Reputation: 2142
I have an xml file that has a very large text node (>10 MB). While reading the file, is it possible to skip (ignore) this node?
I tried the following:
reader = XML::Reader.io(path)
while reader.read do
next if reader.name.eql?('huge-node')
end
But this still results in the error parser error : xmlSAX2Characters: huge text node
The only other solution I can think of is to first read the file as a string and remove the huge node through a gsub, and then parse the file. However, this method seems very inefficient.
Upvotes: 0
Views: 461
Reputation: 513
You don't have to skip the node. The cause is that since version 2.7.3 libxml limits the maximum size of a single text node to 10MB. This limit can be removed with a new option, XML_PARSE_HUGE.
Bellow an example:
# Reads entire file into a string
$result = file_get_contents("https://www.ncbi.nlm.nih.gov/gene/68943?report=xml&format=text");
# Returns the xml string into an object
$xml = simplexml_load_string($result, 'SimpleXMLElement', LIBXML_COMPACT | LIBXML_PARSEHUGE);
Upvotes: 0
Reputation: 398
That's probably because by the time you are trying to skip it, it's already read the node. According to the documentation for the #read
method:
reader.read -> nil|true|false
Causes the reader to move to the next node in the stream, exposing its properties.

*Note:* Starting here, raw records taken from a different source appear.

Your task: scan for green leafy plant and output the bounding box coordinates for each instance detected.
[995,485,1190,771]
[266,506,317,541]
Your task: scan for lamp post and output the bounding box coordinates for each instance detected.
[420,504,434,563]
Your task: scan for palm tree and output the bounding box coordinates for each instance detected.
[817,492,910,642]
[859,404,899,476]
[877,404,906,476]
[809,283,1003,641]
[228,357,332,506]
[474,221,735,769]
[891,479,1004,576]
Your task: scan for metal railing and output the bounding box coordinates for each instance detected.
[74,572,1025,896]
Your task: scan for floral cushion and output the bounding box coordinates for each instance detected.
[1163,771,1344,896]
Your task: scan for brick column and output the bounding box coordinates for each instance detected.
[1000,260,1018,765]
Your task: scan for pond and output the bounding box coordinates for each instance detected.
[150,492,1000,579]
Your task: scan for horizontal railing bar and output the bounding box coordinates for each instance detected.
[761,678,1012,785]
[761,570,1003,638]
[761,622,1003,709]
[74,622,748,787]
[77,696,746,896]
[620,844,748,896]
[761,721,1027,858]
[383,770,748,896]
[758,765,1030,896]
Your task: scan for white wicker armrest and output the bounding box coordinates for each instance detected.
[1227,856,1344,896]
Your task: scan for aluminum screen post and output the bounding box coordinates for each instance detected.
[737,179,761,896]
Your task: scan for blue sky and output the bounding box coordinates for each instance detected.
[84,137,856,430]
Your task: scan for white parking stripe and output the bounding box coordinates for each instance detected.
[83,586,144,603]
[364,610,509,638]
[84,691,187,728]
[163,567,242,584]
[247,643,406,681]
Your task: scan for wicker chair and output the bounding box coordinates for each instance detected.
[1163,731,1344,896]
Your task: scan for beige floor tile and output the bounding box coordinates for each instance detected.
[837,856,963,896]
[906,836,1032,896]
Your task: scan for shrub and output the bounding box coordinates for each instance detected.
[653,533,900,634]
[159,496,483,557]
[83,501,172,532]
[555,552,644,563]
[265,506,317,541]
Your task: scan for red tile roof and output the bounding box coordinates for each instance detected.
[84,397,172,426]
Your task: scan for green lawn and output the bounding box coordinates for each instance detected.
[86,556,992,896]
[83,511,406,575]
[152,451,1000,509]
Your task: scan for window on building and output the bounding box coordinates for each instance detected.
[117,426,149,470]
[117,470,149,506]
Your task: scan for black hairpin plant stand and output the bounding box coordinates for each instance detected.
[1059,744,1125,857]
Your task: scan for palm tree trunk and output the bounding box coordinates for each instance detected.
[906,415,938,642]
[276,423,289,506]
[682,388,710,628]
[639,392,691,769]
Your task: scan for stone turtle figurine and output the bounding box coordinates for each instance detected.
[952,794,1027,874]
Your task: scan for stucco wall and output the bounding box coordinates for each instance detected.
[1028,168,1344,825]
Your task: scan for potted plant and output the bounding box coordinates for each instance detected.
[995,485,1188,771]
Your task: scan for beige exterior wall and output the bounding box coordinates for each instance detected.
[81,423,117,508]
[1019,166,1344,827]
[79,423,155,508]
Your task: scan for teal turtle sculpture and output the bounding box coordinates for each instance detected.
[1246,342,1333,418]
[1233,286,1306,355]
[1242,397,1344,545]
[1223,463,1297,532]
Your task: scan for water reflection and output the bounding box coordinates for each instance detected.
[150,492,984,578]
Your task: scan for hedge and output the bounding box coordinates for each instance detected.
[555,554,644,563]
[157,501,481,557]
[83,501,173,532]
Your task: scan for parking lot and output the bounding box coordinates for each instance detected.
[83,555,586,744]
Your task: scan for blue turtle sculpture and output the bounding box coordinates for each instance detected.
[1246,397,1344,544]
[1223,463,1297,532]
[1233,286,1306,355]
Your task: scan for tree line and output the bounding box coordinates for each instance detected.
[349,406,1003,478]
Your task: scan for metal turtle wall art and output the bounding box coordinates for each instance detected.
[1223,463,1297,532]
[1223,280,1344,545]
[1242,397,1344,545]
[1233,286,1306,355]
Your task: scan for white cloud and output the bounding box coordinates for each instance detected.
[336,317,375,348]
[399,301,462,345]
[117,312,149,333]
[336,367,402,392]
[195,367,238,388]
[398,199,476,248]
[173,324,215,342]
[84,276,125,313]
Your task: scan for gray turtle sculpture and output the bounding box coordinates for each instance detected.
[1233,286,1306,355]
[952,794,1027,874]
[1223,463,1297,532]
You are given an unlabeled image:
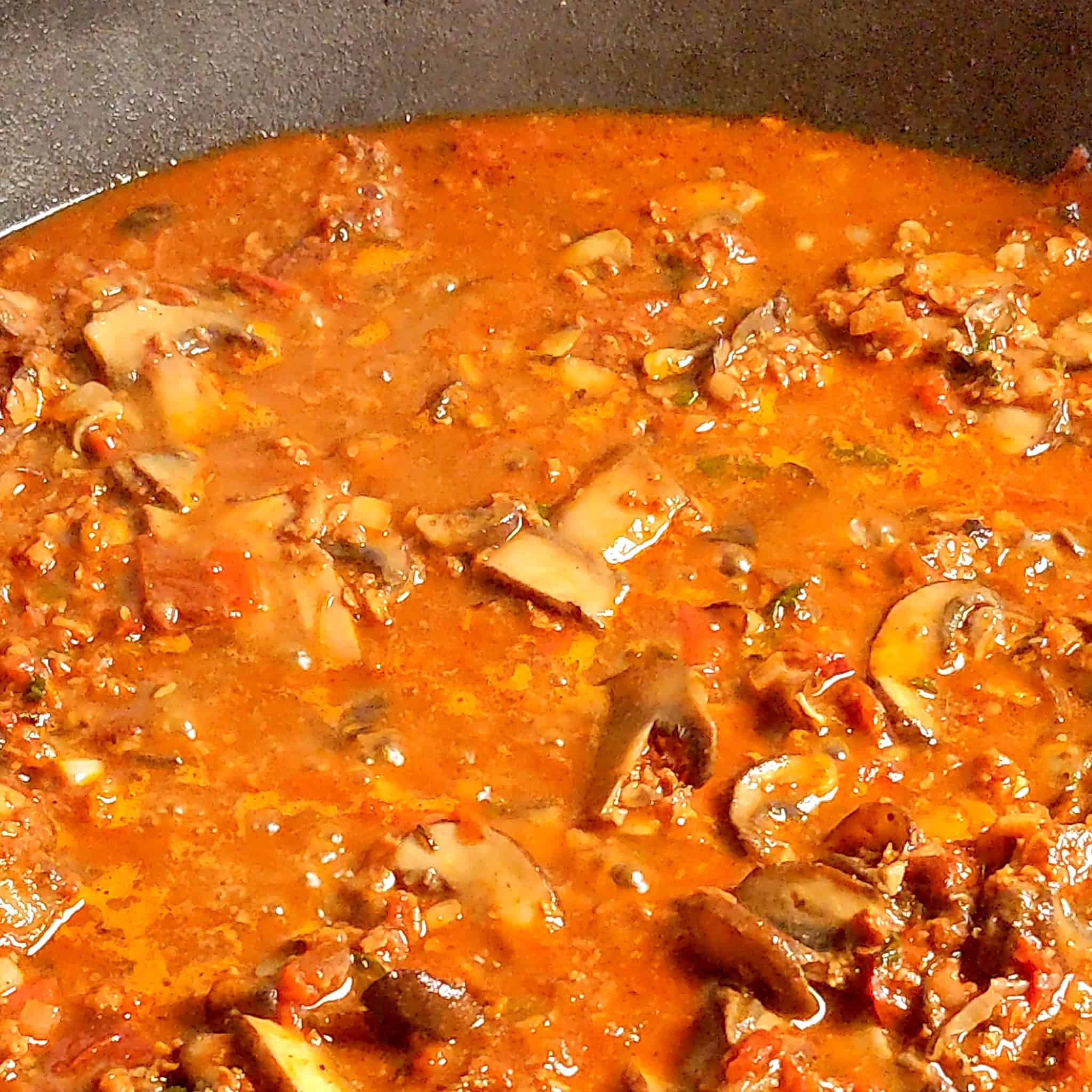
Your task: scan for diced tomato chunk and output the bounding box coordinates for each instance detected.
[206,546,262,614]
[724,1030,783,1085]
[916,368,951,414]
[136,535,262,630]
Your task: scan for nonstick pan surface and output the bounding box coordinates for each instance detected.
[0,0,1092,228]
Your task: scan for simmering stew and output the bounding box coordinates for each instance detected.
[0,115,1092,1092]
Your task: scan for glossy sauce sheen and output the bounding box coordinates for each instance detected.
[0,116,1092,1092]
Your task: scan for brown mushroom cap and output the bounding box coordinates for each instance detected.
[83,299,261,384]
[823,800,913,865]
[733,861,894,951]
[679,888,820,1019]
[392,820,561,928]
[868,580,999,737]
[585,653,716,819]
[363,968,481,1043]
[728,752,838,861]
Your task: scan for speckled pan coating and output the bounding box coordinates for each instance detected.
[0,0,1092,228]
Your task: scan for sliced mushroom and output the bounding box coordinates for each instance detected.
[650,178,766,238]
[83,299,261,384]
[560,227,633,269]
[621,1062,675,1092]
[231,1017,351,1092]
[363,968,481,1043]
[868,580,1000,738]
[416,494,526,553]
[1050,310,1092,368]
[0,288,42,339]
[585,654,716,819]
[713,986,785,1046]
[51,381,124,454]
[729,292,792,350]
[476,528,619,626]
[392,820,561,928]
[729,752,838,862]
[556,449,687,565]
[178,1032,244,1088]
[110,451,204,512]
[733,861,894,951]
[679,888,820,1019]
[823,800,913,866]
[982,400,1069,459]
[929,978,1027,1062]
[114,201,178,239]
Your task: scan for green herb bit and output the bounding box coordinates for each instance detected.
[880,937,902,966]
[23,675,46,704]
[830,440,894,469]
[697,455,770,478]
[910,675,940,698]
[764,583,808,627]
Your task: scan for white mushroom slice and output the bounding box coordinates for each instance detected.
[1050,311,1092,368]
[0,288,42,338]
[733,861,895,951]
[416,494,526,553]
[678,888,820,1019]
[928,978,1027,1062]
[868,580,1000,736]
[585,654,716,819]
[652,178,766,235]
[477,529,618,626]
[556,449,688,565]
[728,753,838,862]
[983,403,1068,457]
[392,820,561,928]
[83,299,259,383]
[113,451,204,512]
[232,1017,353,1092]
[216,493,296,553]
[561,227,633,269]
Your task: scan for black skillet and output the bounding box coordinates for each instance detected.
[0,0,1092,229]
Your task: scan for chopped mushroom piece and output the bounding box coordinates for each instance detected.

Returns true if a node was successfully read or false if there are no more nodes to read. On errors, an exception is raised.
You would need to skip the node prior to calling the #read
method on it. I'm sure there are many ways you could do that but it doesn't look like this library supports XPath expressions, or I would suggest something like that.
EDIT: The question was clarified so that the SAX parser is a required part of the solution. I have removed links that would not be helpful given this constraint.
Upvotes: 1